Judgment in favour of the bank was made in excess of $243m as well as for an interim payment of £34m to be made and 85% of Deutsche Bank’s costs on an indemnity basis.The interim payment, with interest, was made. The bank served a bill of costs totalling more than £53m. Detailed assessment, which lasted nearly 100 days, found an assessed figure of £37,693,026.31 in 2020.
Taking the 2014 interim payment into consideration, the costs judge found a balance of £325,803.20 was owed plus interest. Alexander Vik, the defendant for costs purposes, paid the principal amount and a small amount in respect of interest accrued within the previous six years. He denied having to pay any earlier accrued interest.
Dias said the issue of costs summarily accessed and accrued interest ‘only arises where there is a delay for assessment’.

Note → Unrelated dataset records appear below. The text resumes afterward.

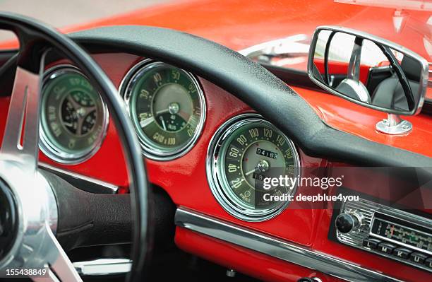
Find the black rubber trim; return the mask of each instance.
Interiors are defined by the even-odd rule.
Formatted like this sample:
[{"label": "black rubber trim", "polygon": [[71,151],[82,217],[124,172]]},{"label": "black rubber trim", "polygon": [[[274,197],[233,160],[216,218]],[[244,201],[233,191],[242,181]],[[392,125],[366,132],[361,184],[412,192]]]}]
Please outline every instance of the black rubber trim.
[{"label": "black rubber trim", "polygon": [[129,52],[191,71],[249,105],[308,155],[357,165],[432,167],[431,158],[328,126],[301,97],[262,66],[205,39],[142,25],[100,28],[70,37],[89,50]]}]

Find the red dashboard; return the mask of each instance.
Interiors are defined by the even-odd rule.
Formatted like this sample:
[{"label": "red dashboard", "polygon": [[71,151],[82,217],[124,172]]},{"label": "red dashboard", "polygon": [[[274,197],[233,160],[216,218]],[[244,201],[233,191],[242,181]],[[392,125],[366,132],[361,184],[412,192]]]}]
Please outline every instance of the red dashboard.
[{"label": "red dashboard", "polygon": [[[116,87],[119,87],[127,71],[143,59],[135,55],[121,53],[98,54],[93,55],[93,57]],[[329,240],[329,227],[332,225],[333,213],[330,203],[323,203],[320,208],[316,208],[293,202],[277,216],[259,223],[248,223],[227,213],[216,201],[208,182],[206,156],[208,146],[216,130],[226,120],[239,114],[253,111],[220,88],[205,79],[200,78],[199,81],[204,92],[207,110],[203,131],[197,143],[186,155],[175,160],[145,160],[149,181],[164,189],[178,207],[185,211],[195,211],[204,216],[234,224],[240,228],[246,228],[282,242],[293,244],[296,247],[299,247],[300,249],[344,261],[397,279],[410,281],[431,279],[431,274],[426,271]],[[331,126],[369,140],[432,156],[432,148],[428,146],[432,131],[428,129],[432,127],[432,120],[428,117],[420,114],[408,118],[415,129],[408,136],[385,136],[376,132],[372,126],[383,117],[383,114],[364,108],[359,110],[360,106],[329,94],[299,87],[294,89]],[[7,113],[8,99],[2,98],[0,102],[1,131]],[[344,165],[333,163],[331,160],[308,156],[301,150],[298,150],[301,166],[306,169]],[[123,187],[121,192],[127,192],[127,171],[114,122],[109,122],[106,137],[97,153],[87,161],[74,165],[61,165],[42,153],[40,160],[54,167],[118,185]],[[371,184],[367,180],[368,176],[365,177],[364,182],[357,184],[361,186],[350,188],[364,192],[368,190],[367,193],[375,196],[382,196],[386,193],[390,194],[390,192],[382,191],[379,194],[374,194],[378,193],[376,190],[364,189],[365,186],[369,187]],[[301,188],[299,191],[301,192]],[[335,191],[330,189],[329,193],[333,192]],[[263,280],[296,281],[301,277],[316,276],[323,281],[341,281],[334,276],[317,273],[308,268],[199,234],[181,226],[176,228],[175,241],[179,247],[188,252]],[[251,267],[251,265],[259,265],[259,267]]]}]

She said: ‘It has to be hoped that there will be few cases indeed where a detailed assessment takes more than six years, let alone nearly 10 years from the date of the order. While delay is obviously not unknown, it is unlikely that the draftsman of the 1980 [Limitation] Act had the exceptional circumstances of this litigation in contemplation.’
She said it did not seem ‘absurd or unjust’ for parliament to have imposed a cut-off point for the recovery of interest given that ‘there is no time limit as such’ in the Limitation Act.
She added: ‘On the contrary, but for section 24(2), a judgment creditor could execute a judgment whenever it saw fit and recover interest in full going back many years, if not decades. It seems to me that there is therefore a very powerful policy argument in favour of such a cut-off since it encourages a judgment creditor to enforce its judgment with due expedition and discourages the pursuit of stale claims.’
Acknowledging that a receiving party may not be responsible for assessment delays beyond six years, the judge said: ‘The court has sufficient tools at its disposal to do justice in that situation by issuing interim costs certificates.’